Combat is exactly what you'd want in a SoulCalibur game. The game sticks to the four-button system that has been refined over the course of the series. Broken Destiny uses a tweaked version of the system introduced in Soulcalibur IV, so those familiar with the combat in that game should be fine on the basics. You'll have three attack buttons--horizontal, vertical, and kick--and a guard, which you'll mix up to perform combos and special moves. We're pretty intrigued by the new stuff the team has added to the mix based on feedback from Soulcalibur IV. There have been some balance changes and all-new moves added for characters, which may require some strategy tweaks for veteran players. Most of what we were able to catch seems to fit in well. For example, Ivy has a new whip attack that's very handy at midrange.
The new characters click with the tweaked combat system and have their own unique feel. Dampierre is as quirky as he looks. He's a close-quarters character who feels a bit like Talim but with some of Voldo's randomness, which is handy for throwing off opponents. Kratos, on the other hand, is death in a skirt. The Grecian butt kicker has some easy-to-pull-off moves that are right out of the God of War games and devastating. Our first impression of him is that he's a bit overpowered.
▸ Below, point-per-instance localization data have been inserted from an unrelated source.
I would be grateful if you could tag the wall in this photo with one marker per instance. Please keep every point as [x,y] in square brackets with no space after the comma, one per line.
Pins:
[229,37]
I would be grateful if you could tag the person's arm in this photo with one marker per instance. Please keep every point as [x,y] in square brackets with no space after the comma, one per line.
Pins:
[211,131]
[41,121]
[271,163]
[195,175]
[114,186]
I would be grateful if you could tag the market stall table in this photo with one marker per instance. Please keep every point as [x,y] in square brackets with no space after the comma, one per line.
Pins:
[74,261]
He does a lot of damage, and it feels like his attacks are pretty thorough at doling out damage to an enemy at varying ranges.
Kratos, Dampierre, and the rest of the roster pop thanks to SoulCalibur: Broken Destiny's gorgeous visuals. The game appears to be on its way toward matching if not surpassing Namco's last high watermark on the PSP, Tekken: Dark Resurrection. The visual quality of the character models is incredibly sharp. While there have been some necessary compromises in the number of polygons being thrown around to compensate for the PSP's more modest graphical horsepower in comparison to the PlayStation 3, the game is doing an outstanding job of hiding it. The only thing to nitpick about is that the fighters' shadows look a little rough, but that's not really an issue. Besides the characters, the game's backgrounds, which offer different lighting to reflect the time of day, look great. SCIV fans will recognize many of the backgrounds from that game, which are smartly re-created on the PSP. In addition, there are some new stages on hand to keep things interesting. Despite all the visual flash, SoulCalibur: Broken Destiny purrs along at an impressive frame rate.
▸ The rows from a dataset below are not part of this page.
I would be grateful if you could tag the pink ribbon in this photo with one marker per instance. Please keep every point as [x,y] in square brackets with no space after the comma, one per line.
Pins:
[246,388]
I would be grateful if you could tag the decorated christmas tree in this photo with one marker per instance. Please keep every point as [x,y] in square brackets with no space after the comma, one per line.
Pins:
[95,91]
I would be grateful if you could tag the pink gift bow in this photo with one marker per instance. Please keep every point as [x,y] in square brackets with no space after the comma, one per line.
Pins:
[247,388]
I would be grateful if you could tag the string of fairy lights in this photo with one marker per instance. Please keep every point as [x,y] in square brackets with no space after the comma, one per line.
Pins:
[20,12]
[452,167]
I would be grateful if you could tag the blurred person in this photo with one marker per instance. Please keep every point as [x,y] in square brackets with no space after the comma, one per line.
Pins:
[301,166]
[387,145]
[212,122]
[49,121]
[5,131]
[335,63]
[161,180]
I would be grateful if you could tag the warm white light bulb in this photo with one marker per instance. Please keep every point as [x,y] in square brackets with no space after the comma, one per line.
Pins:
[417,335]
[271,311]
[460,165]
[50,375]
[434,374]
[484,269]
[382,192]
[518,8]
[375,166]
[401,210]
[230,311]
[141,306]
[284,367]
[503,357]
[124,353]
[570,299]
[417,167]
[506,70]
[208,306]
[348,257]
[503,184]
The high level of quality even reaches to the game audio, which features the expected array of voices and effects. The game's soundtrack plays out much like its stages, with some tunes from SCIV being used for the corresponding arenas and new tunes being dropped into the mix as well.
From the look of things so far, SoulCalibur PSP seems like it's easily going to match Tekken: Dark Resurrection in terms of visual quality and even surpass it in terms of features. The game is packed with an impressive array of content to unlock and explore that should make it a fixture in your PSP for a while. We're bummed out by the lack of online multiplayer, but considering the current landscape of PSP fighters, we're glad to have a quality fighter to play around with. SoulCalibur: Broken Destiny is slated to ship this September for the PSP.